Erstmal entfernen sich Welpen in dem Alter schon aus Sicherheitsgründen nicht weit vom "Nest". Außerdem hat der Welpe in der kurzen Zeit, die er bei Euch ist schon gelernt, dass es draußen sehr gefährlich ist. Man wird gejagt, bekommt die Rollleine um die Ohren gehauen, hat auch keinen Schutz vor wilden Kindern. Wie soll sich ein Hund und noch dazu ein Welpe sicher fühlen? Es ist der blanke Horror für den Welpen.

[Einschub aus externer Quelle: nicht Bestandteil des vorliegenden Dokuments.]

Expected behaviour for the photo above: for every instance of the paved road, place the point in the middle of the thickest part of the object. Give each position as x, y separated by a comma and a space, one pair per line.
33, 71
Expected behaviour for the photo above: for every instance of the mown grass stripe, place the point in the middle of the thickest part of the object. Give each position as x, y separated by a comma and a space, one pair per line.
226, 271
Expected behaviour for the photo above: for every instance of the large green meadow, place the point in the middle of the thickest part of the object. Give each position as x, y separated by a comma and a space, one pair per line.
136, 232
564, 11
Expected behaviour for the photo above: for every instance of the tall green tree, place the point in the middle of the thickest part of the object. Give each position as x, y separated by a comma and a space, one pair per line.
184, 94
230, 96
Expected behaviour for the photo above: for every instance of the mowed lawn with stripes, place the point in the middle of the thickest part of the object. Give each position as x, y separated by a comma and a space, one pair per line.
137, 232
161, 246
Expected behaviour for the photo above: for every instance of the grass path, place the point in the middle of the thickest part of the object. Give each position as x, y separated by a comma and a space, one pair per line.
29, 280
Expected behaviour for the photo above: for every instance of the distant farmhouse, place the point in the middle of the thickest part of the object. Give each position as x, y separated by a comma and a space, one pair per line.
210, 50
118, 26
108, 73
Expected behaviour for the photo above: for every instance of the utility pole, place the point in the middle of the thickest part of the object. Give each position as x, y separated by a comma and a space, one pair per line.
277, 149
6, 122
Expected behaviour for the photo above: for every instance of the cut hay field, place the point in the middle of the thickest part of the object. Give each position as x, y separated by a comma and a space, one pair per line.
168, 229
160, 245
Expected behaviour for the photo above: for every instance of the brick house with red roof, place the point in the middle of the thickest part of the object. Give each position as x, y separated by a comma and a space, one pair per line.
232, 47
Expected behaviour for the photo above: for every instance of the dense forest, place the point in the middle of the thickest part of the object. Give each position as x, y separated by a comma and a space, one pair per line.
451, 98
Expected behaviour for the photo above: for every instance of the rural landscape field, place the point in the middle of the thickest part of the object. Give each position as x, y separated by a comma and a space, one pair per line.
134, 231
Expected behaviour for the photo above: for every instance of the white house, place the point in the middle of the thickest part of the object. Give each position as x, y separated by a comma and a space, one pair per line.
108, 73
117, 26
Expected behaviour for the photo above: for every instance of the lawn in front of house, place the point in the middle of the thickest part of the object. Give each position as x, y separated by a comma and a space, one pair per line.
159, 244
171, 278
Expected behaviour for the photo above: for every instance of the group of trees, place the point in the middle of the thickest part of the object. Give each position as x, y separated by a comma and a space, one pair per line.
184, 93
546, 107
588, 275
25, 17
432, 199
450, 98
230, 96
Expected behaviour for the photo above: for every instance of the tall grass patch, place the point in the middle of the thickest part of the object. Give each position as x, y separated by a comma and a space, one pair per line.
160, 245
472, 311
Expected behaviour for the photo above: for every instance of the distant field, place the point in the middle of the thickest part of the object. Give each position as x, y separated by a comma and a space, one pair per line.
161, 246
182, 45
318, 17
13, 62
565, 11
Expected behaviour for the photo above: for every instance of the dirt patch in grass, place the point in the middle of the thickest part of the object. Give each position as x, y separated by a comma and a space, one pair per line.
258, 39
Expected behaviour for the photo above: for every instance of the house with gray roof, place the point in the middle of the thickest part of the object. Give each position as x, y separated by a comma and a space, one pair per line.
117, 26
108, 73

vor ein paar tagen war ich mit meiem sohn und ihm draußen und mein sohn hielt die leine_ alles super spike lief mit alles gut, dann plötlich hat mein sohn die leine losgelassen und da es eine ist die sich sebst aufwickelt is diese in ricchtung hund geflogen- spike war soo ängstlich das er schnurstracks nach hause gerannt ist und ihn die leine dabei immerweider verfolgt hat bis er sich bei mir unters auto gelegt hat und dort gewarttet hat. seitdem is gassi gehen ein graus.


Was hast Du erwartet? Sei froh, dass er sich unters Auto gelegt hat, wo er sicherer ist als bei Euch. Er hätte auch in ein Auto oder Fahrrad laufen können und wäre jetzt im Hundehimmel. Von den Schäden, die die anderen Verkehrsteilnehmer dabei nehmen können mal ganz abgesehen. Ich frage mich immer wieder, wozu der Mensch seinen Kopf hat? Nur zum Haare schneiden?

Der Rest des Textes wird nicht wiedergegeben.